The co-inhibitory receptor BTLA is also called CD272. BTLA or B and T lymphocyte attenuator is a broadly expressed coinhibitory receptor found in T helper cells, regulatory T cells, and γδ T cells. It is also expressed in NK cells, some macrophages, B cells, and dendritic cells. The primary ligand of BTLA is not a B7 family member but a TNF receptor family member known as herpes virus entry mediator (HVEM).

The expression and activity of costimulatory and coinhibitory molecules are precisely regulated

Naive T cells do not express costimulatory receptors and they get activated in secondary lymphoid tissue during the initiation of an immune response. At the end of an immune response, effector T cells up-regulate coinhibitory receptors as proliferation is not necessary. As the exploration of the genome continues, more costimulatory and coinhibitory molecules have been recognized. Knowing and understanding their regulation and function will continue to provide researchers with new tools for controlling the immune response during transplantation and disease.

Conclusion

Costimulatory and coinhibitory receptor molecules are vital in regulating immune responses to infections. Coinhibitory receptor plays a vital role in maintaining peripheral T-cell tolerance.
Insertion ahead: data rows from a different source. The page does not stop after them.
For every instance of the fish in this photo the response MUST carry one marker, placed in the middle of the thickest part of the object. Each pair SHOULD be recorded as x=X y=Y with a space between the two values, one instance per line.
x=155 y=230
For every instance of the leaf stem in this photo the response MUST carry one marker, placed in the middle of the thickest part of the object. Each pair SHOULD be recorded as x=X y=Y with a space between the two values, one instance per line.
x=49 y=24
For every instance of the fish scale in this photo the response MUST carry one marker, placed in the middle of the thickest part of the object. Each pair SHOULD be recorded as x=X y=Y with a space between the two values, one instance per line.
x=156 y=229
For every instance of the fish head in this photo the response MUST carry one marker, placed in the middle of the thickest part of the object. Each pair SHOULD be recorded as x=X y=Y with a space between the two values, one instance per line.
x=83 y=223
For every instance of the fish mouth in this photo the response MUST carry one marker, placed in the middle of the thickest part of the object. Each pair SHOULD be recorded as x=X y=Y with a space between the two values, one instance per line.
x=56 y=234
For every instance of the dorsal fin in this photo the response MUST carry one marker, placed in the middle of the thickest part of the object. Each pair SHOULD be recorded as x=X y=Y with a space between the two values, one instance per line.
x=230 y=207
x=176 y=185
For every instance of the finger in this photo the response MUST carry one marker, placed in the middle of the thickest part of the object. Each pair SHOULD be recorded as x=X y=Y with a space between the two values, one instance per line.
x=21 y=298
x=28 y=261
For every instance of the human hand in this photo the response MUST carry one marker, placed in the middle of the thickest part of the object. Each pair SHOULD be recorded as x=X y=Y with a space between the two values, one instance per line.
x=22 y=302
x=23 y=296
The coinhibitory receptor cytotoxic T-lymphocyte (CTLA-4) was the first coinhibitory receptor to be identified. It resembles CD28 and is also capable of binding with B7 family molecules, CD80 and CD86. The expression level of CTLA-4 increases in proportion to the amount of CD28 costimulation. CTLA-4 puts a halt on the pro-proliferative influence of TCR-CD28 engagement.

PD-1 or CD279 is a coinhibitory receptor expressed by both B cells and T cells. PD-1 has two ligands, PD-L1 and PD-L2, which are members of the Cd80/86 family.

The firm interaction between CTLA-4 and CD28 ligands inactivates the activated T cell. The CTLA-4 engagement with the ligands can be blocked by the checkpoint antibody, which leads to the reactivation of the T cell.

As the exploration of the genome continues, more costimulatory and coinhibitory molecules have been recognized. Knowing and understanding their regulation and function will continue to provide researchers with new tools for controlling the immune response during transplantation and disease.